Turnover sucks, but it happens! As a manager, congratulations: it might be your job to replace people who leave your team. While you may or may not have complete authority in the whole process, you know you’ve got to conduct an interview (probably a bunch of them).
This is your roadmap for making sure you (1) never waste any time interviewing candidates, and (2) know exactly whether a candidate goes to the next round (or is hired).
So let’s get to it! (Click here for a handy one page downloadable document for reference.)
1. Behavioral interviewing.
Make sure the candidate can articulate a situation in which they demonstrated a skill – even if it’s in an unrelated circumstance – and pick them over someone who only describes what they “would do.”
Behavioral interviewing is based on the data confirming that people behave not as they say they will, but how they’ve consistently behaved in the past. So (1) always ask for actual examples of when someone did or handled something you’re interested in, or showed a skill you’re looking for. And (2) don’t discount real-life examples outside the workplace over hypothetical examples in the workplace.

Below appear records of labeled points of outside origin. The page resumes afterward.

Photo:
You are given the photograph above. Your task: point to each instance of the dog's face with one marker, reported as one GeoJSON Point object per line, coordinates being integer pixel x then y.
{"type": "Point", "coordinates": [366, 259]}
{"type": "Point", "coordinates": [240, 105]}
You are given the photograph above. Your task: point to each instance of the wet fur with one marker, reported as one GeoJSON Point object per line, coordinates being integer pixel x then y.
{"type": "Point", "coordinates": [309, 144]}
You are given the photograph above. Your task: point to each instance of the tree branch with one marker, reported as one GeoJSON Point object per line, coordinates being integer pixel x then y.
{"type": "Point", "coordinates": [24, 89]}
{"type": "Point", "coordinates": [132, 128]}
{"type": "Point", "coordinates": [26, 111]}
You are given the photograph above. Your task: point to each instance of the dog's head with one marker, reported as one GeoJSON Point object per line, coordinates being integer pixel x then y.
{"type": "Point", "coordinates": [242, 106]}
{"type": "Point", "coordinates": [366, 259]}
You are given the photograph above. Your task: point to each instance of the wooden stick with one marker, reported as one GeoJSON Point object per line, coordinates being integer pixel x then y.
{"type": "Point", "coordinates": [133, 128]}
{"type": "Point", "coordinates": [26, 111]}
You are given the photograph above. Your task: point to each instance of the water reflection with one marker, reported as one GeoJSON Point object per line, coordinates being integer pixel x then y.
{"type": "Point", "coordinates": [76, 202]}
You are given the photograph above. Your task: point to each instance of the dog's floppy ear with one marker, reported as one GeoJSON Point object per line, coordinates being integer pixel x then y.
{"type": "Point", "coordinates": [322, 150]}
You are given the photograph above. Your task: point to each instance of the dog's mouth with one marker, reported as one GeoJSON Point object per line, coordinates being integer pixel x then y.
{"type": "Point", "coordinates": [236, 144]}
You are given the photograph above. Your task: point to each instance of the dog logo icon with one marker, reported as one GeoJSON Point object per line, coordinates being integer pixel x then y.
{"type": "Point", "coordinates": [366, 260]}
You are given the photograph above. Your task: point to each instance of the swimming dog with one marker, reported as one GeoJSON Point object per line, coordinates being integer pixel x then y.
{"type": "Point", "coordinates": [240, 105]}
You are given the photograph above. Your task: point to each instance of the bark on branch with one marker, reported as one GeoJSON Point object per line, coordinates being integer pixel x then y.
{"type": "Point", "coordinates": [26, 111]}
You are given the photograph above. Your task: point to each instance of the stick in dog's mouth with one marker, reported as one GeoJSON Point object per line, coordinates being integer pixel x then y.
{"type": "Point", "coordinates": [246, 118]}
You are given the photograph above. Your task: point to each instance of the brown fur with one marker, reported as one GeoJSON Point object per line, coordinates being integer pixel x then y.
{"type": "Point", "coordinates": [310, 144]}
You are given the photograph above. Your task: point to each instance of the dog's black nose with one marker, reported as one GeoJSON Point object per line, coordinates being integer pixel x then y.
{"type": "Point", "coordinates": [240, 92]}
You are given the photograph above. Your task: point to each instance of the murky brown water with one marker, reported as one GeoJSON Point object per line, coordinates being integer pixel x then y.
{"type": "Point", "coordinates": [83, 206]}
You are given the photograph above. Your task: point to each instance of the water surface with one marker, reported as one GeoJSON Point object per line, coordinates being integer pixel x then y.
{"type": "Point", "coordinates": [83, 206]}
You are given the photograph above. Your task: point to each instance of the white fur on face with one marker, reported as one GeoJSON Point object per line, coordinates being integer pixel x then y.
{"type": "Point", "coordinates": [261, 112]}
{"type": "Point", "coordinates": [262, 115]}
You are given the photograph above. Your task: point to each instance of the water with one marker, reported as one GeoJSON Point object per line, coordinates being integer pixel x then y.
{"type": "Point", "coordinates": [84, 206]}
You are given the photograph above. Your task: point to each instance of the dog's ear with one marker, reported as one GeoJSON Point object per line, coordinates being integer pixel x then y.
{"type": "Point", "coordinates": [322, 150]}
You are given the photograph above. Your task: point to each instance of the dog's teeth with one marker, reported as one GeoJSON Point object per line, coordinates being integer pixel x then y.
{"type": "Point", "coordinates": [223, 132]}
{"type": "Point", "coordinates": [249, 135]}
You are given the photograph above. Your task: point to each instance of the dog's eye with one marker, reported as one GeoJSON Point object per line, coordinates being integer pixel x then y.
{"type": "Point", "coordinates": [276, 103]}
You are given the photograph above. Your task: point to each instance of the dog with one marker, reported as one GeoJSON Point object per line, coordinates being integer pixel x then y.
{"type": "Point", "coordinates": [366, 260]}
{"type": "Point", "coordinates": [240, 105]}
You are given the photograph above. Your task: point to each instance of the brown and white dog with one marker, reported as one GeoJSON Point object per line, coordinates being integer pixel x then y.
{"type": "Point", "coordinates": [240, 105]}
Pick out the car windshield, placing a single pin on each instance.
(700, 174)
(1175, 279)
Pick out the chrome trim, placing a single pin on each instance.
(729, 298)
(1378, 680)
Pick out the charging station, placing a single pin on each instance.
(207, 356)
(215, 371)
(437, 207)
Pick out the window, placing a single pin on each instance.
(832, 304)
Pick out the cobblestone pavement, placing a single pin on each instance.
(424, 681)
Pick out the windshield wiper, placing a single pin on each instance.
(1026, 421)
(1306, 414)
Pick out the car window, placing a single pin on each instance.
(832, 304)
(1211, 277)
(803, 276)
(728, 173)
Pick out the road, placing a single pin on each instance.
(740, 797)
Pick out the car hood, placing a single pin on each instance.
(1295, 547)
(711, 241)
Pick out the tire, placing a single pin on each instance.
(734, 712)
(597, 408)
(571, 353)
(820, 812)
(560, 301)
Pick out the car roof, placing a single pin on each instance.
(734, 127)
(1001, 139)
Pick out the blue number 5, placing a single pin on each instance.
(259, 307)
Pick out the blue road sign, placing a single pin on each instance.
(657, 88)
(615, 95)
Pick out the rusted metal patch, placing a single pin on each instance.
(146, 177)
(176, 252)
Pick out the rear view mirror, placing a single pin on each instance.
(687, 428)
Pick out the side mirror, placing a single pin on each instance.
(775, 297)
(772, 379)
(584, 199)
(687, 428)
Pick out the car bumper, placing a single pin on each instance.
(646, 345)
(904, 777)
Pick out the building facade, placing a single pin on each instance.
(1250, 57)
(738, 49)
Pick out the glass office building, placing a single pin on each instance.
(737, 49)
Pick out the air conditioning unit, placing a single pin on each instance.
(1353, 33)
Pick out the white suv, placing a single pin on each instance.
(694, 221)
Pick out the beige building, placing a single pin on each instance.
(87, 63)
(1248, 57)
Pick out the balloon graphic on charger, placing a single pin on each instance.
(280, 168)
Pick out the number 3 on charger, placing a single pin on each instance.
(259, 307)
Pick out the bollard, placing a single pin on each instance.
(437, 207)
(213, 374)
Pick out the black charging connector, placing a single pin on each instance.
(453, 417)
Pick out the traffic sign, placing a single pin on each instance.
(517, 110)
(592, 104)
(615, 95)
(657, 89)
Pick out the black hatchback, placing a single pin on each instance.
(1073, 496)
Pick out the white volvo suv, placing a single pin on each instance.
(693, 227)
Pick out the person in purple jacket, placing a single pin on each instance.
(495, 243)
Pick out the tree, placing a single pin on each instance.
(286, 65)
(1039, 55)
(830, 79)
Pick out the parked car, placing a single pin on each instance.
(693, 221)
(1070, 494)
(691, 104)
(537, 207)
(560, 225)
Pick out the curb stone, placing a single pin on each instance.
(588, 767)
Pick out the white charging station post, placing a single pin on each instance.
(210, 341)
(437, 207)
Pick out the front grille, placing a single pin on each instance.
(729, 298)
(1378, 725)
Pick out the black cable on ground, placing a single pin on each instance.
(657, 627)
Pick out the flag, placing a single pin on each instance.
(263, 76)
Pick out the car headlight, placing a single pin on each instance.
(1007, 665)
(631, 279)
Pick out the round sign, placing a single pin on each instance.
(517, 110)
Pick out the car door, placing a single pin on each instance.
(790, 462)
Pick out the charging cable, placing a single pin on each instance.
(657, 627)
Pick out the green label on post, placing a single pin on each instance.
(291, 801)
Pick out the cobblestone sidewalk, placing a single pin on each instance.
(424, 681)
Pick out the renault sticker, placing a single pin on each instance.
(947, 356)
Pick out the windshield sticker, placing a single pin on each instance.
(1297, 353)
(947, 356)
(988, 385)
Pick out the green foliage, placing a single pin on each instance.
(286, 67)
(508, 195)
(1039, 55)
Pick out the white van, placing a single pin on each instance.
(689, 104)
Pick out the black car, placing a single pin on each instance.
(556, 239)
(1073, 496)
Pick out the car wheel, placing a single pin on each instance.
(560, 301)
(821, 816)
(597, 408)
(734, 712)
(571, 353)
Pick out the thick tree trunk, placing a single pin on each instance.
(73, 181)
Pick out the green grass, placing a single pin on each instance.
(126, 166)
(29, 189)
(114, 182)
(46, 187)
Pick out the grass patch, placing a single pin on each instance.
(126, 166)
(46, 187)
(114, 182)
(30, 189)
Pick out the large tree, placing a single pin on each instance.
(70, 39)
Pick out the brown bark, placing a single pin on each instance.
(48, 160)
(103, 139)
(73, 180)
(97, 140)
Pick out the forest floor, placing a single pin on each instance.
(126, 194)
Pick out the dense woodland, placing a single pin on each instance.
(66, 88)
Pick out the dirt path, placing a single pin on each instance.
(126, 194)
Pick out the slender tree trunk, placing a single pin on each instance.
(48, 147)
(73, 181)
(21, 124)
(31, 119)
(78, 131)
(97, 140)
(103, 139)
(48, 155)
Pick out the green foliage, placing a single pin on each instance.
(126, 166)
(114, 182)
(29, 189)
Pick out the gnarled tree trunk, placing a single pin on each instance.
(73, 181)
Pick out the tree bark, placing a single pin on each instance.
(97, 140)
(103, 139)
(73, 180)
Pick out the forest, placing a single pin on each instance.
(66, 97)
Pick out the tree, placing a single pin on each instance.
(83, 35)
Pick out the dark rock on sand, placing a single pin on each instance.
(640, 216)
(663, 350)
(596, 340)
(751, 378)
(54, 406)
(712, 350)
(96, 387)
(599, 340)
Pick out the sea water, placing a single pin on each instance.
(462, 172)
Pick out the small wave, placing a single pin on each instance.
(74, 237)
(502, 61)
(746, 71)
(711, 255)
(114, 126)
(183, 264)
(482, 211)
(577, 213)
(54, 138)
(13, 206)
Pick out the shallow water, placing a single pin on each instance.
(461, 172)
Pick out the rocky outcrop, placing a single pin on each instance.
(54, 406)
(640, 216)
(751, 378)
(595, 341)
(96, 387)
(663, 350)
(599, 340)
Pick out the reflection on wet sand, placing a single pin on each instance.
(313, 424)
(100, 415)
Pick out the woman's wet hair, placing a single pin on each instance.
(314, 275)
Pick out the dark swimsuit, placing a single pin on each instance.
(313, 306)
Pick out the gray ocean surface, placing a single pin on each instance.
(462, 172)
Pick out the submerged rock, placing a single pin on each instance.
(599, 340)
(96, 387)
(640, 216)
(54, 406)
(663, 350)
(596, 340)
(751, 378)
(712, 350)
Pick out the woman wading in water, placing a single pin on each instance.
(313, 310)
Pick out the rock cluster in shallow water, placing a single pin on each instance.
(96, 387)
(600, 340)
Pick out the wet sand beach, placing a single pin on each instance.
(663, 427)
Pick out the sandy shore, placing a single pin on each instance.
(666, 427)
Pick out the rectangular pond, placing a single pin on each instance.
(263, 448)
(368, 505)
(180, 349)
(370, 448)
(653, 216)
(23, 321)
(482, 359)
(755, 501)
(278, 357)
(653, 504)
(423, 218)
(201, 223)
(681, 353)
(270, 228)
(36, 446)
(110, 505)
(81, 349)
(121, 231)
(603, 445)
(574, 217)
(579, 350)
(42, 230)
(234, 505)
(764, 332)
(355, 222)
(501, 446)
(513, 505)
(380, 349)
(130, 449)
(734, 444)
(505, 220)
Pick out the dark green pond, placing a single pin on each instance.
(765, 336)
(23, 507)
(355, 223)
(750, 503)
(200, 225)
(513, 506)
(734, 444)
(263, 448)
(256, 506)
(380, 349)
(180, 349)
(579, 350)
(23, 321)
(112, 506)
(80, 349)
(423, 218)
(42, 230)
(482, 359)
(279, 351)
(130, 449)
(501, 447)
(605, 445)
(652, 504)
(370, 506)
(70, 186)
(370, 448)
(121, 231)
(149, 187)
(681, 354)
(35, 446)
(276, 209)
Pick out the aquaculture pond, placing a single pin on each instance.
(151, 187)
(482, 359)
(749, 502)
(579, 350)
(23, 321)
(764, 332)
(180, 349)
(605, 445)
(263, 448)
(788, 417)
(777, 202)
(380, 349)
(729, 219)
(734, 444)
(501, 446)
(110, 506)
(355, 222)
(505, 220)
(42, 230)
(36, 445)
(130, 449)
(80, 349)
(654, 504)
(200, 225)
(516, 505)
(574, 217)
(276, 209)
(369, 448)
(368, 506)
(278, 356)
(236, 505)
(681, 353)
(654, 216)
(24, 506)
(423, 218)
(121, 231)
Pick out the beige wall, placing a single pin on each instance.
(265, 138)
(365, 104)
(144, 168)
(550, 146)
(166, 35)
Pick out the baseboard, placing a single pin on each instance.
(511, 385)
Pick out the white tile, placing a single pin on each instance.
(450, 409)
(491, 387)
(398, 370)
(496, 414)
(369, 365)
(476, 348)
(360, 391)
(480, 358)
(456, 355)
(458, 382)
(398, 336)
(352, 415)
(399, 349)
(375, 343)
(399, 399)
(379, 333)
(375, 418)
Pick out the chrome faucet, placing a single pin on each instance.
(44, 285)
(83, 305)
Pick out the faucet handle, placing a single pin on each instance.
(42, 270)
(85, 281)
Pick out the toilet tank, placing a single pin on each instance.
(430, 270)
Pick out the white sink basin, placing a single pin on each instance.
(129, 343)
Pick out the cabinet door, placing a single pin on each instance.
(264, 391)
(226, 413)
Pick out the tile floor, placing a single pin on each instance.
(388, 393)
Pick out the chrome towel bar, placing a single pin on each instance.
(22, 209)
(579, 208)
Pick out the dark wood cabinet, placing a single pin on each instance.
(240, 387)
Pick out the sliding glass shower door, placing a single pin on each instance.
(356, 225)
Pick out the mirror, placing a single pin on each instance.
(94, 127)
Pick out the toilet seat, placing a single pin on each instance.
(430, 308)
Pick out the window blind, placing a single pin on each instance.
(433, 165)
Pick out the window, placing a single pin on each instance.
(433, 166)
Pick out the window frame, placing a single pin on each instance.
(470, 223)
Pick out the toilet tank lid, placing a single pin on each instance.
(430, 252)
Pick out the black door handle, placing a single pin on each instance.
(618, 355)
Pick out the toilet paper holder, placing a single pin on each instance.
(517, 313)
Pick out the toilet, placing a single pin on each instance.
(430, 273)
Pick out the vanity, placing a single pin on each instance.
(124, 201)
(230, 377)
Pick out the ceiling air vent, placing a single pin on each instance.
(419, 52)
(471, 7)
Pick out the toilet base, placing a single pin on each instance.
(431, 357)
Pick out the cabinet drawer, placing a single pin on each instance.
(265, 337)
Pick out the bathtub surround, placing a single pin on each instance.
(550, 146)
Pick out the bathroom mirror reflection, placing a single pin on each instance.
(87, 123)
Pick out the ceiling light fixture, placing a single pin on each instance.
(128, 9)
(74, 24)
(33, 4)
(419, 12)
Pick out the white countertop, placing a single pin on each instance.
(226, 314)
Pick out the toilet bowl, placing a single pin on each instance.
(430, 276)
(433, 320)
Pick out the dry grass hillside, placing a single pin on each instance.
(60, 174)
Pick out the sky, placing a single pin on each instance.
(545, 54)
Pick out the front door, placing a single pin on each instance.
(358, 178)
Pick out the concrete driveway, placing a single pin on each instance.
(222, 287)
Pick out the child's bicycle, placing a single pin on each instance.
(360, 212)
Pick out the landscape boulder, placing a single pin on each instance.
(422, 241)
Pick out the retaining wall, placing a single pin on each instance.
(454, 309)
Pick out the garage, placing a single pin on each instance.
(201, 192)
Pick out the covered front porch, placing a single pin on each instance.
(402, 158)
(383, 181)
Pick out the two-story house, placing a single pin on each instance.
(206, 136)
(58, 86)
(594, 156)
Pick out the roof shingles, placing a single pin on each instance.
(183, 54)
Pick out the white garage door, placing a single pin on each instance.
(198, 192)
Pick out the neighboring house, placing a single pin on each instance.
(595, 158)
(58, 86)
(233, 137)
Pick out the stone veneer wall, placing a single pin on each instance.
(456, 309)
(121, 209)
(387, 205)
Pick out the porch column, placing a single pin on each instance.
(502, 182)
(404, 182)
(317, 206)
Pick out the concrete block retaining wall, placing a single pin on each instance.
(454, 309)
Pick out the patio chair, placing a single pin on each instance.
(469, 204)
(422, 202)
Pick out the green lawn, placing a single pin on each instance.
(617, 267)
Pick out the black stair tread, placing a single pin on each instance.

I have asked candidates for examples of how they have used creativity in a situation where they didn’t have enough tools or resources at their disposal. If candidates said that they would do some brainstorming, discuss with others including their boss, consult with people removed from the situation for fresh perspective, and then make a sound decision, they lost points.
In contrast, one candidate gained points big time when she described how she managed to find entertainment for her bridezilla sister’s wedding when the hired band got food poisoning and couldn’t make it at the last minute. Now, that’s someone who will probably be a problem solver for you. When you conduct an interview, make sure you can tease out their actual behavior.
If the job requires teamwork, then seek real, true examples of collaboration and conflict resolution.
Let me tell you what teamwork is NOT: it is not splitting up work, going to your separate corners to work independently, then coming together to jigsaw it all. (I used to interview for entry level positions where candidates always described their college or graduate class assignments this way and called it “teamwork.”)
Teamwork is actual brainstorming. (Tell me about a situation you demonstrated respect for someone else’s wacky idea. Tell me about a time you identified when brainstorming was sorely needed – describe the situation, your assessment, and the outcome.)
Teamwork is open conflict and resolution, not passive-aggressiveness. (Tell me about a time you worked with another party to address a disagreement that negatively affected your collective work. Give me an example of resolving conflict – describe the situation, what you did, and explain the outcome.)
Teamwork is problem solving with collaborative removal of barriers. (Tell me about a time you helped remove a barrier or resolve an issue that hindered a fellow team member’s work, and how your action benefited the overall project.)
3. Technical expertise
Take technical assessments offline.
Do you need to assess their command of any particular software? Should they have good business writing skills? Must they be able to speak well in front of others and do commanding presentations?
Great. Take it offline.
These are not Q&A type of assessments. Schedule a time for them to be tested. Arrange for a brown bag meeting for them to come in do a presentation for whomever at the company wants to sit in for lunch.
When you conduct an interview, you don’t need to spend one-on-one interview time asking about the technical stuff. Consider limiting the Q&A to behavioral interviewing.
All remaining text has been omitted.